En 1718 Louis-Henri de la Tour d’Auvergne, comte d’Évreux, issu d’une ancienne et illustre famille de la noblesse, petit neveu de Turenne, maréchal de France, décide de se construire un hôtel particulier au bord de la promenade champêtre, nommée alors « grand cours », créée par Colbert dans l’axe des Tuileries. Le comte d’Évreux, noble désargenté, a épousé la fille du richissime armateur négrier Antoine Crozat qui lui a apporté une dot de 2 millions de livres, ce qui lui permet de financer son hôtel, réputé la plus luxueuse résidence de son époque.
Antoine Crozat est l’homme le plus riche de France au début du XVIIIe siècle. Né dans une famille de marchands toulousains, fils d’un père enrichi dans le commerce et avide d’ascension sociale, il suit des études de droit et entame une carrière dans la finance près du receveur général des décimes de la ville de Bordeaux. Il deviendra un de ces « partisans » qui afferment le monopole de la recette des impôts, consistant à pressurer le peuple pour le compte de la royauté, tout en se servant largement au passage. À 34 ans, Antoine Crozat est receveur général des finances de Bordeaux. En même temps, il devient banquier de la royauté en avançant à celle-ci, à prix d’or, l’argent qui manque toujours. Il se lancera enfin dans les Compagnies à privilège en renflouant la Compagnie des Indes orientales.
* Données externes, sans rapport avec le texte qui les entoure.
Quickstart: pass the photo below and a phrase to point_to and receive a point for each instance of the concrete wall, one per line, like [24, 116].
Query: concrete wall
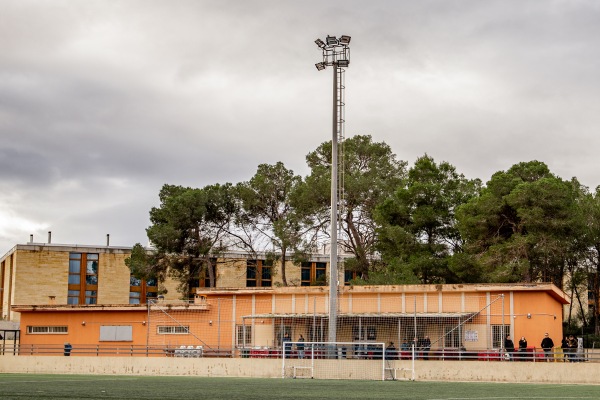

Mais sa fortune va décupler lorsqu’il se tourne vers le commerce atlantique des esclaves africains avec la compagnie de Saint Domingue qui a « pour mission d’acheminer du port de Nantes, le plus grand nombre possible d’esclaves noirs vers Saint-Domingue et de remplacer sur l’île, le tabac par le sucre », puis la Compagnie de Guinée pour laquelle il obtient l’asiento, c’est-à-dire le monopole de la traite des esclaves vers les possessions espagnoles d’Amérique. Antoine Croizat couronnera cet empire américain avec la Compagnie de Louisiane pour laquelle il obtient du roi Louis XV le droit d’exploiter un territoire grand comme la France. Il devient alors le plus grand marchand d’esclaves d’Europe.
Grâce sa fortune, obsédé qu’il est d’appartenir à l’aristocratie, il acquiert terres, titres et châteaux et finance, outre la résidence de son gendre le comte d’Évreux, ses propres habitations, d’abord un hôtel particulier place des Victoires, puis les somptueux bâtiments de la place Vendôme, où se trouve notamment le Ritz aujourd’hui, ainsi qu’un grand nombre d’immeubles de rapport rive gauche.
Sur le site de l’Élysée, dans la notice sur l’histoire du bâtiment, rien n’est dit de l’origine réelle du financement de la construction. Seulement : « Louis-Henri de La Tour d’Auvergne, comte d’Évreux, acquiert en 1718 un terrain marécageux rue du Faubourg-Saint-Honoré, pour y faire construire un hôtel digne de son rang ». Le fait que le chef de l’État français réside dans un palais construit au prix de la sueur et du sang des Africains déportés en esclavage aux Amériques requiert semble-t-il une certaine discrétion. Le symbole est en effet lourd de signification à l’heure où la mémoire des crimes contre l’humanité, réputés imprescriptibles, si longtemps occultée et refoulée, tente d’émerger dans le débat public. Si on avait réellement le sens de la justice et de la vérité, c’est sur le perron de l’Elysée, pièce à conviction du crime, que le président de la République devrait déposer une gerbe en hommage aux victimes.